1468-3083.2008.03061.x CrossRef Saunders H, Watkins F (2001) Allergic contact dermatitis due to thiuram exposure from a fungicide. Australas J Dermatol 42:217–218. doi:10.1111/j.1440-0960.2001.00523.x CrossRef Schnuch A et al (2008) Patch testing with contact allergens. J Dtsch Dermatol Ges 6:770–775. doi:10.1111/j.1610-0387.2009.06787.x
Uter W et al (2004a) Contact allergy in construction workers: results of a multifactorial analysis. Ann Occup Hyg 48:21–27. doi:10.1093/annhyg/meg080 CrossRef Uter W et al (2004b) Guidelines for the descriptive presentation and statistical analysis of contact allergy data. Contact Dermatitis 51:47–56. doi:10.1111/j.0105-1873.2004.00406.x CrossRef Uter W et al (2005) Interne qualitätssicherung von epikutantest-daten Dabrafenib solubility dmso Ku-0059436 clinical trial des multizentrischen projektes “Informationsverbund Dermatologischer Kliniken” (IVDK). Derm Beruf Umwelt 53:107–114 Uter W et al (2008) Changes of the patch test population (MOAHLFA index) in long-term participants of the Information Network of Departments of Dermatology, 1999–2006. Contact Dermatitis 59:56–57. doi:10.1111/j.1600-0536.2007.01313.x CrossRef Wahlberg JE, Lindberg M (2006) Patch Testing. In: Frosch PJ et al (eds) Contact dermatitis. Springer,
Berlin, pp 365–390CrossRef”
“Introduction For most people, and for most patients with a disease, work remains an important part of life. However, research consistently finds that due to disease, a segment of the patient population does not return to work. The consequences of work disability for patients with chronic diseases include financial difficulties, increased social isolation, decreased confidence and self-esteem and stress.
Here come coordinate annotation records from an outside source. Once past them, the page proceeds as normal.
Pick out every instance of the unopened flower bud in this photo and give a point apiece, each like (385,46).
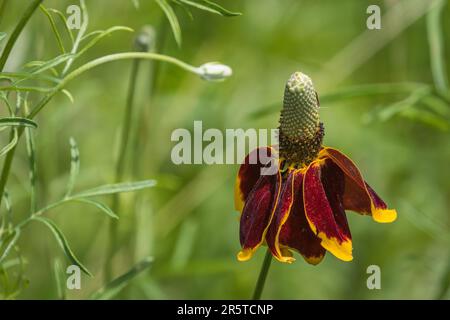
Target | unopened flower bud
(214,71)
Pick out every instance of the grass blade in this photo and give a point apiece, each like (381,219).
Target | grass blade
(115,286)
(17,122)
(115,188)
(54,29)
(9,243)
(74,165)
(101,35)
(31,150)
(99,205)
(173,20)
(17,31)
(59,279)
(212,7)
(435,40)
(64,21)
(62,241)
(11,144)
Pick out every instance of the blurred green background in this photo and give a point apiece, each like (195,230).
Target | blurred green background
(399,139)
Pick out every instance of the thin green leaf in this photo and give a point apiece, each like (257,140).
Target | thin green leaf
(8,243)
(173,20)
(54,28)
(59,279)
(99,205)
(64,20)
(221,9)
(68,95)
(115,286)
(101,35)
(436,43)
(136,4)
(185,8)
(115,188)
(17,122)
(31,150)
(426,117)
(25,89)
(8,218)
(62,242)
(4,97)
(211,7)
(52,63)
(11,144)
(74,165)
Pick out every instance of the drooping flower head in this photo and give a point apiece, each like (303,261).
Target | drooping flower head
(302,206)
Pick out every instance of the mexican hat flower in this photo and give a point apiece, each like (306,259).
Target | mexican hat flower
(302,205)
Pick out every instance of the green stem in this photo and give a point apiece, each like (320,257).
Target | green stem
(74,74)
(2,8)
(126,128)
(262,276)
(17,31)
(436,44)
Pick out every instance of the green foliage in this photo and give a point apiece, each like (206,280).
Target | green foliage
(204,5)
(388,109)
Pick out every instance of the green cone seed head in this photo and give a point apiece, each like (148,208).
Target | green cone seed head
(300,113)
(301,132)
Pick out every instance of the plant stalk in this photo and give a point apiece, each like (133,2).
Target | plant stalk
(74,74)
(262,275)
(17,31)
(120,164)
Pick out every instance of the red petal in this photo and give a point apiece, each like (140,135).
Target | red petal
(296,233)
(358,195)
(257,214)
(321,217)
(249,173)
(279,218)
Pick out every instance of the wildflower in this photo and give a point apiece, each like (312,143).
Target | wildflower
(302,206)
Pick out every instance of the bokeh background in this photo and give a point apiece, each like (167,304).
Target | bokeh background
(380,103)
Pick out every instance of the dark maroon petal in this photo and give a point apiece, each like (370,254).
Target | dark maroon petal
(257,214)
(295,232)
(280,215)
(249,173)
(358,195)
(320,215)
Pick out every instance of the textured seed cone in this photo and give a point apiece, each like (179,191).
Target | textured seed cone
(301,132)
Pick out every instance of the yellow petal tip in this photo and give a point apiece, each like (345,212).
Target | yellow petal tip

Moreover, it has been shown that once people have been off work for considerable time, they are not likely to return to work. For this Smoothened reason, more attention is being paid to prevent work disability. There is increasing evidence that psychological factors play an important role in
the course of the chronic disease process. In recent years, research concerning chronic diseases suggested that self-regulatory processes play an important role in mediating between disease and health and work outcomes (Leventhal et al. 1997). When patients are diagnosed with a disease, they develop an organized pattern of beliefs about their health condition (Petrie and Weinman 2006). These beliefs are called illness perceptions and they determine patients’ future behavior concerning managing the disease. Disease refers to another dimension than illness, namely disease is an objective, medically diagnosed health condition that may lead to disability and incapacity to work. Illness is a subjective feeling of being unwell that is not necessarily accompanied by the diagnosed health condition, but equally may lead to incapacity to work (Waddell et al. 2007).